Will Black Friday UK 2015 be a washout?

Bryan Roberts

Insights Director

Retail 27.11.2015 / 11:30

Umbrella in the rain

Anecdotal evidence suggests Black Friday on the high street has been something of a damp squib

TV crews outnumbered shoppers on London's Oxford Street, while many stores that we visited were virtually deserted. Only electricals retailer Currys and a couple of department stores were showing any signs of incremental business.

If observations on social media are to be believed, it also appears that participating supermarkets such as Tesco and Sainsbury's were not exactly rushed off their feet during early trading. A couple of retailers, including Debenhams, have asserted that they are anticipating a decent uptick in shoppers after people finish work, but it remains to be seen if this more of an optimistic wish rather than a scientific forecast. 

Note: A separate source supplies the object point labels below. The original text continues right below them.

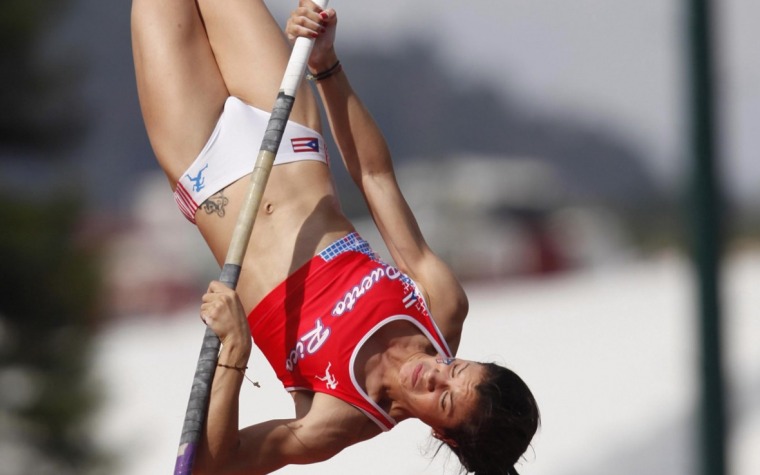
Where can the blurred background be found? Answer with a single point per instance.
(545, 149)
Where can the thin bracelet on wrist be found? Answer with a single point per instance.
(335, 68)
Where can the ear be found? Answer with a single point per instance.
(443, 438)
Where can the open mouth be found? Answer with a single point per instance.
(416, 375)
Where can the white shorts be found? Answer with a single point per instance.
(231, 152)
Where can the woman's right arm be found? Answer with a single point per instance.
(368, 159)
(264, 447)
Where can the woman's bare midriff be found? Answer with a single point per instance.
(299, 216)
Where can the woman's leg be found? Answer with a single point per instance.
(252, 52)
(180, 87)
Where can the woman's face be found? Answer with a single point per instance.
(441, 391)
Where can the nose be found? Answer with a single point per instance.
(435, 379)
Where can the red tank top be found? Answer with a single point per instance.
(312, 326)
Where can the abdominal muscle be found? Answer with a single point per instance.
(299, 216)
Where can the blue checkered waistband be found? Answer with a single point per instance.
(350, 242)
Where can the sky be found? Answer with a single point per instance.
(616, 65)
(609, 63)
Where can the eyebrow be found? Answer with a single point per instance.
(451, 394)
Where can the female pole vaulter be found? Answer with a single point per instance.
(360, 344)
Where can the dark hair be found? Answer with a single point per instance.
(504, 422)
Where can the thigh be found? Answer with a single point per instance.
(180, 87)
(252, 52)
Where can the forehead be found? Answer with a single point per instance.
(465, 395)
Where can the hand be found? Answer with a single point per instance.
(310, 21)
(223, 312)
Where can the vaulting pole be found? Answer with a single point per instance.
(707, 235)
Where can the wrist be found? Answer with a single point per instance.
(321, 75)
(323, 63)
(237, 350)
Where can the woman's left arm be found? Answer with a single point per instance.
(368, 161)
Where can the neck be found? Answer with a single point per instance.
(379, 363)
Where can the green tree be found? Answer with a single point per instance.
(48, 271)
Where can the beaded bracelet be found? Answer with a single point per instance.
(335, 68)
(242, 371)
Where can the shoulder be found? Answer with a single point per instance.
(334, 424)
(445, 297)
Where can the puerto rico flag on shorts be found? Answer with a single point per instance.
(305, 144)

So, why is it that the anticipated instore Black Friday frenzy has seemingly failed to materialise?

Public apathy: A survey of over 3,000 shoppers from Kantar's Lightspeed GMI showed that 57% of British shoppers had no plans to buy an item in the Black Friday sale (up from 55% in 2014).

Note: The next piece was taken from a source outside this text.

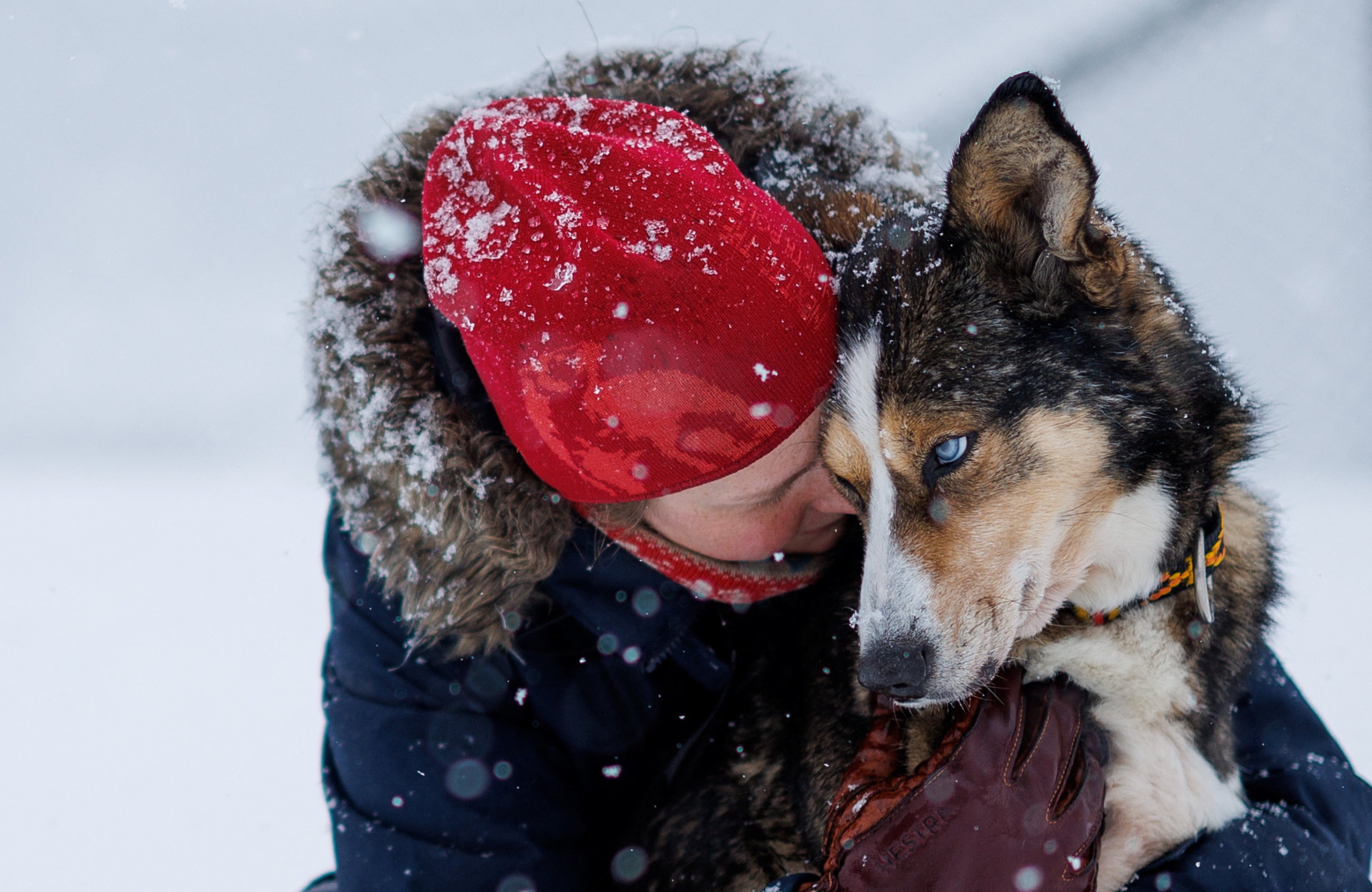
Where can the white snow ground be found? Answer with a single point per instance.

The weather: It's a typical British day out there - a mix of wind and rain will not have encouraged many shoppers to get out of bed at four O'clock in the morning for the chance of picking up a cheap TV.

Last year: While the likes of Tesco have put in place much improved planning and resources in terms of crowd management, a number of shoppers will have been put off by the footage and reports of overcrowding, stampedes and violence that marred Black Friday in 2014.

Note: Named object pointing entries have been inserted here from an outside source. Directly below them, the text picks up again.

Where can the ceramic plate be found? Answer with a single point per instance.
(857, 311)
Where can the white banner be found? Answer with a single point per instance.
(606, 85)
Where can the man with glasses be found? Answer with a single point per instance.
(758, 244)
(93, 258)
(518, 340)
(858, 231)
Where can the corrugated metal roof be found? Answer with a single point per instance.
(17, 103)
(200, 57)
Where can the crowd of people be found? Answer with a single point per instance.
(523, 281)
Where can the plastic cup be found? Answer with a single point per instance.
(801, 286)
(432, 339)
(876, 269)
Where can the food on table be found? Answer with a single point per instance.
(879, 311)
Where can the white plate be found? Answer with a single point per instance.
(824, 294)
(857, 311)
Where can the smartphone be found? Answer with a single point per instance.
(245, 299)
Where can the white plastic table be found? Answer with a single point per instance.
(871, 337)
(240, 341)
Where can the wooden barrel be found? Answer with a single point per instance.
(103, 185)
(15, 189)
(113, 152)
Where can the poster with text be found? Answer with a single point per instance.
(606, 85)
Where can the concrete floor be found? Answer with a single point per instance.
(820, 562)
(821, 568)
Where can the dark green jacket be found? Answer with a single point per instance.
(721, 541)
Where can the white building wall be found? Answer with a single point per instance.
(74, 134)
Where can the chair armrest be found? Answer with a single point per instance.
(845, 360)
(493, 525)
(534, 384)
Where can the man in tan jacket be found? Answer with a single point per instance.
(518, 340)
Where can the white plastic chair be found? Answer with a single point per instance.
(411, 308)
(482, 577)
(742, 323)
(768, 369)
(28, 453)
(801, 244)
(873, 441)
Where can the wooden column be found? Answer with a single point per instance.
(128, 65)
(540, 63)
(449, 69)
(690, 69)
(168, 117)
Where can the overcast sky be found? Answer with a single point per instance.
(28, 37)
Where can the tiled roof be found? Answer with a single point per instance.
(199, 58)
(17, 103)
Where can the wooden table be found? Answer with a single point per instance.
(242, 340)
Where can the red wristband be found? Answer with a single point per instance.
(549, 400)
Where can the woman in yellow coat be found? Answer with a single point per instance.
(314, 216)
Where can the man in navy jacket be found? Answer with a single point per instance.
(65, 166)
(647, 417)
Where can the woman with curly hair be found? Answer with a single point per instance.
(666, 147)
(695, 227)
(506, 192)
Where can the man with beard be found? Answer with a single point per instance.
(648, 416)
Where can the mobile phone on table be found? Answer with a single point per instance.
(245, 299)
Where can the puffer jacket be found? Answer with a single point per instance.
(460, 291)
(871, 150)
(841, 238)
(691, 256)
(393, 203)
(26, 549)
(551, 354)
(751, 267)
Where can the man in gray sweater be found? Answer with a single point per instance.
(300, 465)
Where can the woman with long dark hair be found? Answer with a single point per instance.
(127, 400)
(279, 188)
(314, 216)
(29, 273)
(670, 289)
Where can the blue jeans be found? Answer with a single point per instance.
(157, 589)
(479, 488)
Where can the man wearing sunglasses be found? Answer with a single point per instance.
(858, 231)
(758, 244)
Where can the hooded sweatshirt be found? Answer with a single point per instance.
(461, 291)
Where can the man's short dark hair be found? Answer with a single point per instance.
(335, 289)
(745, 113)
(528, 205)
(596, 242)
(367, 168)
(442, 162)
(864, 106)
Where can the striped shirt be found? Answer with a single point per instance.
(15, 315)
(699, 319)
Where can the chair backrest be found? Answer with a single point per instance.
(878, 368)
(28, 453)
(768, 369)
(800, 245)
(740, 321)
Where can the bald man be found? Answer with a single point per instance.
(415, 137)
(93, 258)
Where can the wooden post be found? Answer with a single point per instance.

Asda: Asda's well-publicised decision to shun Black Friday in 2015, citing their shoppers' disinterest in the event, will have at least subliminally cooled the ardour of other shoppers towards Black Friday this year.

Promotional spread: To avoid the damaging peak in online traffic and ecommerce fulfilment a large number of retailers have elongated their Black Friday endeavours across several days, even an entire week. The overall net impact on spending might be broadly similar, but this spend will obviously be diluted across a broader time frame meaning that the sales on Friday itself will be lower than they could have been.

Online: It seems certain that 'Black Friday' will largely be an online event this year, with shoppers opting for the convenience of home delivery or click & collect rather than braving a trip to the high street, retail park or shopping centre. Dixons Carphone has confirmed that it has been doing very brisk trade indeed so far today and has noted that it is expecting three million online visits today and 10 purchases per second at peak periods.   

Overall, there is little doubt that Black Friday (or the elongated version of it) will be a huge sales event for the UK retail sector, with Experian-IMRG predicting that sales will be up 32% to £1.07 billion. It just seems that stores will not be where most of this occurs.